In late November, a court in southern Kazakhstan sentenced Mukhtar Ablyazov, a fugitive former banker and President Nursultan Nazarbayev’s most infamous foe, to life in prison after convicting him of a murder change. Of course, as with previous convictions of Ablyazov, the defendant was far from Kazakhstan’s grasp. A second trial in absentia and a second conviction may do little to materially affect Ablyazov, but in conjunction with other political news the news illustrates just how small and constrained Kazakhstan’s political arena is.
Kazakhstan has yet to hold an election judged free and fair by legitimate international observers. Nazarbayev, who has ruled the country since 1990, has emerged victorious against largely token opposition in all five of the country’s presidential elections. In both 2011 and 2015, presidential elections were held early. The next election is set for 2020, although some analysts suggest another early presidential election is in the offing.
With that possibility in mind, it certainly seems that the government has been clearing the arena.
Ablyazov posed perhaps the greatest threat to Nazarbayev, although a return to Kazakhstan was arguably impossible. As I noted in 2017, when his first conviction in absentia went through, “Sham or not, the conviction is the books in Kazakhstan.” Ablyazov resurrected his party — the Democratic Choice of Kazakhstan (DVK) — that year, but it was declared “extremist” in March 2018. Astana’s paranoia about Ablyazov led to the bizarre seizing of blue balloons (the color of the Kazakh flag) during Nowruz celebrations the same month.
Ablyazov’s murder sentence — for the 2004 killing of banker Erzhan Tatishev — came after Murathan Tokmadi, a businessman arrested in 2017 on racketeering charges, confessed to the killing and said that Ablyazov had ordered it.
Meanwhile, Ablyazov’s supporters have found it difficult to operate a party labeled “extremist.”
On November 30, a court in Almaty found Aset Abishev guilty of belonging to a banned political organization and funding a criminal group and sentenced him to four years in prison. As Joanna Lillis reported, “The prosecutor argued that while Abishev had not provided actual funds to DVK, he had in effect provided ‘information support’ by means of his online postings.”
Abishev’s trial followed other similar cases of DVK supporters finding legal trouble via their online support for the party. In September, Ablovas Jumayev was sentenced to three years in prison for his postings to a DVK Telegram group. His wife, Aigul Akberdi, is on trial on related charges.
Other opposition groups are not immune from pressure. On December 1, a court in Astana ruled that Syrym Abdirakhmanov, the leader of the unregistered Alash People’s Social Democratic Party, be held in pretrial detention for two months. Abdirakhmanov’s lawyer, Tolegen Shaikov, told RFE/RL that his client was “sued by an Astana city official and charged with distribution of false information, assaulting a public official, offending a public official, and obstructing justice.”

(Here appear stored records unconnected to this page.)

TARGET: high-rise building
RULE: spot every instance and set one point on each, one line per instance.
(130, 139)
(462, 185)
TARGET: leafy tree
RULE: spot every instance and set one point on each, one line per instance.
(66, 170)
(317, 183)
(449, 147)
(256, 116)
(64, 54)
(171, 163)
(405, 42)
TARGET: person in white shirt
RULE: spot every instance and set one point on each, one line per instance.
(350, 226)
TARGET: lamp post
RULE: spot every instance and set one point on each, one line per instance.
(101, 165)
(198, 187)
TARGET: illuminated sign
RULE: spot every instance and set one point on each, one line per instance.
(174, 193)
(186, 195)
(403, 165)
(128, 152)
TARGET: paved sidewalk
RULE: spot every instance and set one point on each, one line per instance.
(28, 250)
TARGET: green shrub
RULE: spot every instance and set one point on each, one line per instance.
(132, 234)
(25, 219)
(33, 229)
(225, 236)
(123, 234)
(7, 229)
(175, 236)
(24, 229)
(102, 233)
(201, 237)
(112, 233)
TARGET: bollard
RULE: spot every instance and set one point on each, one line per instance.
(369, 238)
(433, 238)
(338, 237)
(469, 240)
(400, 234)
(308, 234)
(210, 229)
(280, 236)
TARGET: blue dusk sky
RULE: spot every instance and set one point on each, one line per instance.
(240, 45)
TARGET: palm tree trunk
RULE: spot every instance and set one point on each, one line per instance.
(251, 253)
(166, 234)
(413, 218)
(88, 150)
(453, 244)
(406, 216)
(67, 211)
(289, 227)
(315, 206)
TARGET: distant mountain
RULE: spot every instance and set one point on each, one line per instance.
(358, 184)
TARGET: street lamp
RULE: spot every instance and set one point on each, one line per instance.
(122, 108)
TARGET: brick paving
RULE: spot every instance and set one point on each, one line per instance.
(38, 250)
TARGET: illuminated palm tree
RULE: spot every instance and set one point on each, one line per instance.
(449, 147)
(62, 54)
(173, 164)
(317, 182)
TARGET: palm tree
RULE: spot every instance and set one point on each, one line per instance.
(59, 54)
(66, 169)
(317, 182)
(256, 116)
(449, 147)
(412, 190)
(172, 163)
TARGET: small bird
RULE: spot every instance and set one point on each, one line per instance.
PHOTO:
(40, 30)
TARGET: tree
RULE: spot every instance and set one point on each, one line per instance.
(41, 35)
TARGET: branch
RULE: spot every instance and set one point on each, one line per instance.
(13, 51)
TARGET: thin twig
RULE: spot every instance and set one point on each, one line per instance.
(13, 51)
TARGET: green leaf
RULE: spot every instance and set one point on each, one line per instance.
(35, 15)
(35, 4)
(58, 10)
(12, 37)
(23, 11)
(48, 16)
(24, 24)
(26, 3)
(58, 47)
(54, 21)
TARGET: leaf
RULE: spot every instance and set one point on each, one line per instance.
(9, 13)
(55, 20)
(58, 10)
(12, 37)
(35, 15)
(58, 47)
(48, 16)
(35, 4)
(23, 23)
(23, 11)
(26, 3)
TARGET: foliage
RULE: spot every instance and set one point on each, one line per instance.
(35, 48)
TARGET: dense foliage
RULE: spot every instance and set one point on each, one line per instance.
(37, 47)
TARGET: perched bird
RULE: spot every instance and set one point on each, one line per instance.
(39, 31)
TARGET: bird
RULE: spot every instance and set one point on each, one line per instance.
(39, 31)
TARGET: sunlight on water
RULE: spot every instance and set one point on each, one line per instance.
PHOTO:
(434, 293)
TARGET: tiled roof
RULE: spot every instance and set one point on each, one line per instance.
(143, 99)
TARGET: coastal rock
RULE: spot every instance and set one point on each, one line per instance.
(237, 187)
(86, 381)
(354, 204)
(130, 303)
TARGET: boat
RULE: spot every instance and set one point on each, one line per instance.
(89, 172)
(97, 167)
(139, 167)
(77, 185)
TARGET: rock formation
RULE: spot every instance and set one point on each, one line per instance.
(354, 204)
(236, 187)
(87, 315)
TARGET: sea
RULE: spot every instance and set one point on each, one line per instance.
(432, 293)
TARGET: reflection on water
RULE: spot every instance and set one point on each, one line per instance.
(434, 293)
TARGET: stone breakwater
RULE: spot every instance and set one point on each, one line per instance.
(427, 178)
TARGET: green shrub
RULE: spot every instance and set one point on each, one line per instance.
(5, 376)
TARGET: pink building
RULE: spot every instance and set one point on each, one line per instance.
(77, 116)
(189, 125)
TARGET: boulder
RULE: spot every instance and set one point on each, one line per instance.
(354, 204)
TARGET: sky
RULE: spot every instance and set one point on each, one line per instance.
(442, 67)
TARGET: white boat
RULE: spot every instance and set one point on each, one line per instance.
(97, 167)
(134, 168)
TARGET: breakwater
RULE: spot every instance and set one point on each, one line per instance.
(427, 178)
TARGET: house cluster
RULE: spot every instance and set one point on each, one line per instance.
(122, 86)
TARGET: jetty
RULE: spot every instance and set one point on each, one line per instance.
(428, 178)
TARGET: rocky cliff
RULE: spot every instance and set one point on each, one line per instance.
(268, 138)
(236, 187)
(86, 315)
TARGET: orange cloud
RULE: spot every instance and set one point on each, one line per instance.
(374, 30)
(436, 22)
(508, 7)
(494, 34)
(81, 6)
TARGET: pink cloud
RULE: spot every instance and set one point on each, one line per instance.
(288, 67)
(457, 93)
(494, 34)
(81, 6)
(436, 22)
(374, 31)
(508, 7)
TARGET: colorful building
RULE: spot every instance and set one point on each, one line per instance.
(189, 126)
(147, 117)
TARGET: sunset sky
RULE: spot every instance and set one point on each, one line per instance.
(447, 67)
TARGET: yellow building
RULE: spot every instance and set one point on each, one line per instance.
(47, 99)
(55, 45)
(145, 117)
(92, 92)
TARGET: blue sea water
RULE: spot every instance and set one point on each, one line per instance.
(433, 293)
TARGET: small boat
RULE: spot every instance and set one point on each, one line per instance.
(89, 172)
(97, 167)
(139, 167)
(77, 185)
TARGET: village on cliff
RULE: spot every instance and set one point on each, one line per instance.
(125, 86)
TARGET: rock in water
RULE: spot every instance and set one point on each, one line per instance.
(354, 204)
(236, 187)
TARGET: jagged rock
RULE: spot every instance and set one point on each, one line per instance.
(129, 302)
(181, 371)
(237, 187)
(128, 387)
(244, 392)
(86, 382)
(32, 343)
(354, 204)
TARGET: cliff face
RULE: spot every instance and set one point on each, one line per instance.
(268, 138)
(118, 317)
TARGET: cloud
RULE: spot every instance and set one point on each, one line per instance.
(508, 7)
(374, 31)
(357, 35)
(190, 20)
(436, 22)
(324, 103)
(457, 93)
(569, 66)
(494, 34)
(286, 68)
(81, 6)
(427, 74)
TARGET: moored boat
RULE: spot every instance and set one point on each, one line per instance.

When Abdirakhmanov created the party in 2017 he took the name from Kazakhstan’s first political party, Alash. RFE/RL‘s Kazakh Service reported that at first Abdirakhmanov was criticized, with some viewing the party as a government initiative. Abdirakhmanov had previously been a Nur Otan member. Nur Otan is Kazakhstan’s dominant political party, the party of Nazarbayev. It’s not clear why Abdirakhmanov never registered his party, but party representatives said in a letter posted after his arrest that he’d been repeatedly detained without reason and subject to persecution.
Whether Kazakhstan has an early presidential election or not, it seems wildly unlikely for anyone outside of Nazarbayev’s orbit to make a real run at the office. New parties and associates of old foes alike have been unable to find traction that escapes the pressure of the authorities.